Wednesday, June 11, 2014

Cause of fire not proved; fire investigator’s opinion excluded as unreliable.


Lasek v. Vermont Vapor, Inc., 2014 VT 33 (11-Apr-2014)


CRAWFORD, J. Plaintiff appeals the trial court's grant of judgment as a matter of law to defendants following a three-day jury trial in this negligence case. Plaintiff claims that the trial court erred in (1) excluding the testimony of plaintiff's expert witness on causation, (2) granting defendants' motion for judgment as a matter of law. We affirm.

The court excluded plaintiff's fire investigator's testimony pertaining to causation. The court explained that the fire investigator was not trained in chemistry, and did not know what chemicals were present, what their flammability or other characteristics were, or how they would interact with each other or flow through the air. The court noted that nicotine was present, but nicotine has a low flammability rating and is heavier than air. Even accepting that nicotine's properties could have been modified by a combination of other chemicals, there was no evidence of what the other chemicals were or how they would behave. The court concluded that the fire investigator could not offer his opinion regarding the cause of the fire because it did not meet the standards of Daubert and Rule 702.

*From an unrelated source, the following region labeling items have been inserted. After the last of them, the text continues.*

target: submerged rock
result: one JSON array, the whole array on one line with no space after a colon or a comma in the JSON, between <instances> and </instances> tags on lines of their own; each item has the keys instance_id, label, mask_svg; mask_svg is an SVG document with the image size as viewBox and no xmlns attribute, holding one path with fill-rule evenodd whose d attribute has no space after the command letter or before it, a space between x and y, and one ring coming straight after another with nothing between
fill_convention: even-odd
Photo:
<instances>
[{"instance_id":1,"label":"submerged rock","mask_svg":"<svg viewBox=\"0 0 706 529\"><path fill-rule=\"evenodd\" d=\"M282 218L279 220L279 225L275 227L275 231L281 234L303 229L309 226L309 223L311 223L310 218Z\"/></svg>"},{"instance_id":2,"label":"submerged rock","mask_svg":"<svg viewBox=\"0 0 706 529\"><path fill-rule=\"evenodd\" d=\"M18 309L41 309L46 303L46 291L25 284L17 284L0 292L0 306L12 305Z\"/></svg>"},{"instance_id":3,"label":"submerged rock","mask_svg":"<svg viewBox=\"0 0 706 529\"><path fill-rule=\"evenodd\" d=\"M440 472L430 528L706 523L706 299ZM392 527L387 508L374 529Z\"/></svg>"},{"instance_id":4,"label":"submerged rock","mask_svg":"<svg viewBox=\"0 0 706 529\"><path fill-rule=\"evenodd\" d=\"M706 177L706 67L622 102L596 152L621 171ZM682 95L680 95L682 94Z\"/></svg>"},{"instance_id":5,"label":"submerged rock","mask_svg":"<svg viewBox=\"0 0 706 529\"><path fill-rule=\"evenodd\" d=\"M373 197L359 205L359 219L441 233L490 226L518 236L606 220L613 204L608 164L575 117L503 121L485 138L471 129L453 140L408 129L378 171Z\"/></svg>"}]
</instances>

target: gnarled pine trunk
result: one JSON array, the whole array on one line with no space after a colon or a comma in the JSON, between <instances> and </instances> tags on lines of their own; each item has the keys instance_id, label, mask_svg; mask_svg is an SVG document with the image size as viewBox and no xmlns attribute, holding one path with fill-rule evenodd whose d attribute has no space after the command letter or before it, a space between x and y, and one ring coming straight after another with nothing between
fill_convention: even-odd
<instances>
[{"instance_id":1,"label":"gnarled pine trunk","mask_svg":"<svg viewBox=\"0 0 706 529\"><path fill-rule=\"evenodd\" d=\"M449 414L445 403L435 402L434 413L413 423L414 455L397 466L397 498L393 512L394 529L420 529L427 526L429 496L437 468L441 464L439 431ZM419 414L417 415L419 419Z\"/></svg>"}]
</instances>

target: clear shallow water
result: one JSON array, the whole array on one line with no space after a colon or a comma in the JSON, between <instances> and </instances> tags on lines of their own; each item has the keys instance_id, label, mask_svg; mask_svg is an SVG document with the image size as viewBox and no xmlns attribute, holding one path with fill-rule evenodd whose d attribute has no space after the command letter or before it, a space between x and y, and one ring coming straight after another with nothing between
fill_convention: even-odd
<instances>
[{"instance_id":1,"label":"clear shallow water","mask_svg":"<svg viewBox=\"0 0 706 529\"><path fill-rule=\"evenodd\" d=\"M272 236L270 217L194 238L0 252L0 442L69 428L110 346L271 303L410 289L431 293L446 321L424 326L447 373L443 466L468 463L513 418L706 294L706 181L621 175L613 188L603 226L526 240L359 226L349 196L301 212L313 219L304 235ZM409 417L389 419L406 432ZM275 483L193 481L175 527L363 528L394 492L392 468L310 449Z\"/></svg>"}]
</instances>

"Proposed testimony must be supported by appropriate validation—i.e., `good grounds,' based on what is known." Daubert, 509 U.S. at 590. The trial court properly excluded the fire investigator's testimony because it was based on speculation. There was no evidence that chemicals were present in the lab in a quantity sufficient to ignite a flame at a space heater above and outside of the room on the night of the fire. Furthermore, the fire investigator was unable to offer a reliable explanation of how any nicotine vapors that were present would be able to travel up to the space heater because, as he conceded, nicotine vapors are heavier than air and would therefore tend to sink rather than rise. He opined that the combination of various chemicals might cause the vapors to rise, but admitted that he did not have a chemical engineering background and could not explain what mixture of chemicals might cause that to happen or whether it was likely to have occurred in this case. We agree with the trial court that the fire investigator's opinion about causation was not "based on sufficient facts or data," and was therefore unreliable. V.R.E. 702.

The trial court properly granted judgment as a matter of law in favor of defendants on plaintiff's claims of negligence. Without expert testimony on the issue of causation, plaintiff was unable to prove the use of liquid nicotine caused the fire. Without establishing the use of nicotine caused the fire, plaintiff also could not prove that landlord was negligent in leasing the space or in maintaining the leased space.

It was appropriate for the court to decline to apply res ipsa loquitur in this case. The doctrine of res ipsa loquitur allows an inference of negligence in certain cases, not causation. Established causation is a prerequisite to the application of the doctrine. Furthermore, plaintiff failed to show that a fire in a commercial warehouse is the sort of accident that ordinarily does not occur without negligence. See Metro. Prop. & Cas. v. Harper, 7 P.3d 541, 551 (Or. Ct. App. 2000) ("[R]es ipsa loquitur is not commonly applied to fires, because the cause of a fire is generally unknown [and] fires commonly occur where due care has been exercised as well as where due care was wanting." (quotation omitted)).